In a matter of minutes, with a succession of agile adjustments, the Samaria quickly showed its power of conversion into a regular frigate—a gun uncovered through a porthole on the starboard side and the crew producing rifles which they pointed down over the railings at the visiting life-boat.

Pennock trembled. The captain showed a slight smile and raised the speaking trumpet again. “You were saying, gentlemen?”

Suddenly, there was the sound of a rocket and the sky above the Samaria burst open in a flash of brilliant light. It was a parachute light-ball, its shell falling into the water and the glowing chemical illumination burning as it floated in the air like a miniature sun.

In the stunning new light, in the background could be seen the parent of the small life-boat, a giant ironclad battleship, the English flag high above the mast, its insignia reading H.M.S. Zealous. Shining black guns up and down the port side pointed at the Samaria.

In the life-boat, the front man stood up again with his speaking trumpet, illumined by the descending explosion of light like the chief actor in a dramatic play. “This is Sub-Lieutenant Sydney Dickens of Her Majesty's Pacific flagship, Zealous,” the small officer announced evenly and firmly, “and we have received orders to prevent any further movement on the part of the steamer Samaria. You are to surrender your ship for search and all individuals to come with us.” Sub-Lieutenant Dickens proceeded to order his marines to board the passenger steamer.

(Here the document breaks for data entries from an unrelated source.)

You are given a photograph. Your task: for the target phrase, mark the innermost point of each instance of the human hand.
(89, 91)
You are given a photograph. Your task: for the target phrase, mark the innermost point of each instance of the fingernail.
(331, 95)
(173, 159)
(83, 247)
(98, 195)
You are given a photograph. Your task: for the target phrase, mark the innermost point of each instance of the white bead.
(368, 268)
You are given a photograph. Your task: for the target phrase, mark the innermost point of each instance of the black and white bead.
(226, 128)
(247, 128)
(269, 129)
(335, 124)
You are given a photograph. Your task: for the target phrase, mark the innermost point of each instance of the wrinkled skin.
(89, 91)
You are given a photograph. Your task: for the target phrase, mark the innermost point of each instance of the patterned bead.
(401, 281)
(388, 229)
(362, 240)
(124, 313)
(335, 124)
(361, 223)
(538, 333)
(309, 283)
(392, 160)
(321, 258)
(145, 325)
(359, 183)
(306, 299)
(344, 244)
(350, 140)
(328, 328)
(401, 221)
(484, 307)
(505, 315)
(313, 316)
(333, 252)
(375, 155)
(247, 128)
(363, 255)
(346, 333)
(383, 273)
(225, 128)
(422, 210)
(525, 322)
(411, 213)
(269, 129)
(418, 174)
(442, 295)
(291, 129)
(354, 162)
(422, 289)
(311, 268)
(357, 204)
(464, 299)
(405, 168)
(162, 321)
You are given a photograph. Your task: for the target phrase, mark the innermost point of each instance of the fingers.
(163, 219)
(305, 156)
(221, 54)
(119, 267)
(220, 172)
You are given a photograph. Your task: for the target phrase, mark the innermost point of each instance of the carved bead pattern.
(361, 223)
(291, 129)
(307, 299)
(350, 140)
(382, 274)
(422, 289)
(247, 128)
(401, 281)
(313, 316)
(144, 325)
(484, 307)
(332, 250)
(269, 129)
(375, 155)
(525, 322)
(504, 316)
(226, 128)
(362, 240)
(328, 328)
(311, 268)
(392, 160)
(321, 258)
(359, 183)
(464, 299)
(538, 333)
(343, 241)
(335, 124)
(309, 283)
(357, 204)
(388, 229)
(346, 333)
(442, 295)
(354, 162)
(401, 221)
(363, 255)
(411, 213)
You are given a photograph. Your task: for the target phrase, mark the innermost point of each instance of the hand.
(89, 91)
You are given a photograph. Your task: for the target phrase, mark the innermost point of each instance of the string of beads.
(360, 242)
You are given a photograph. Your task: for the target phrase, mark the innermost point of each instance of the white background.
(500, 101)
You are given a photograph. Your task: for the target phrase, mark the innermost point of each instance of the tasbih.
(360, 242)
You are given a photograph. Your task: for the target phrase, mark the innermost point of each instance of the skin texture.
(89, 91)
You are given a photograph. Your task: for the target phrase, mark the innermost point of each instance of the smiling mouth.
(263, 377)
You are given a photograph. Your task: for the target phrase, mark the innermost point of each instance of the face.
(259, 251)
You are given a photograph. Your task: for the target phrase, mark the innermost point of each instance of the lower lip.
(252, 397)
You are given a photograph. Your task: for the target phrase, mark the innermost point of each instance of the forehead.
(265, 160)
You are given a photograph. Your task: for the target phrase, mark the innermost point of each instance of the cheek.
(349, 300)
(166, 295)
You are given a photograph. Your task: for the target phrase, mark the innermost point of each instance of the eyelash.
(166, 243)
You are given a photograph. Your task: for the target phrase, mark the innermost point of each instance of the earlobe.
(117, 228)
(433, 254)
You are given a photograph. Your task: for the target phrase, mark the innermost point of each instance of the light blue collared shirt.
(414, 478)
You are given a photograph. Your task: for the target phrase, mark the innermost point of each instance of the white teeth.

As the name Dickens was pronounced, both Captain Bernard and Simon Pennock here united in appearing uncannily flabbergasted. Nor was that name enunciated casually by the naval officer, but with boldness and thunder as though it were as powerful and upright as the man-of-war beyond. The captain, having turned bright red under the glow of the astonishing light, turned to their port side and could see a second Royal Navy warship approach from the horizon. The Samaria crew gradually laid down their rifles.

Pennock was spinning around in an utterly disoriented state. He sputtered, “did he just say—did that lieutenant say Dickens—?”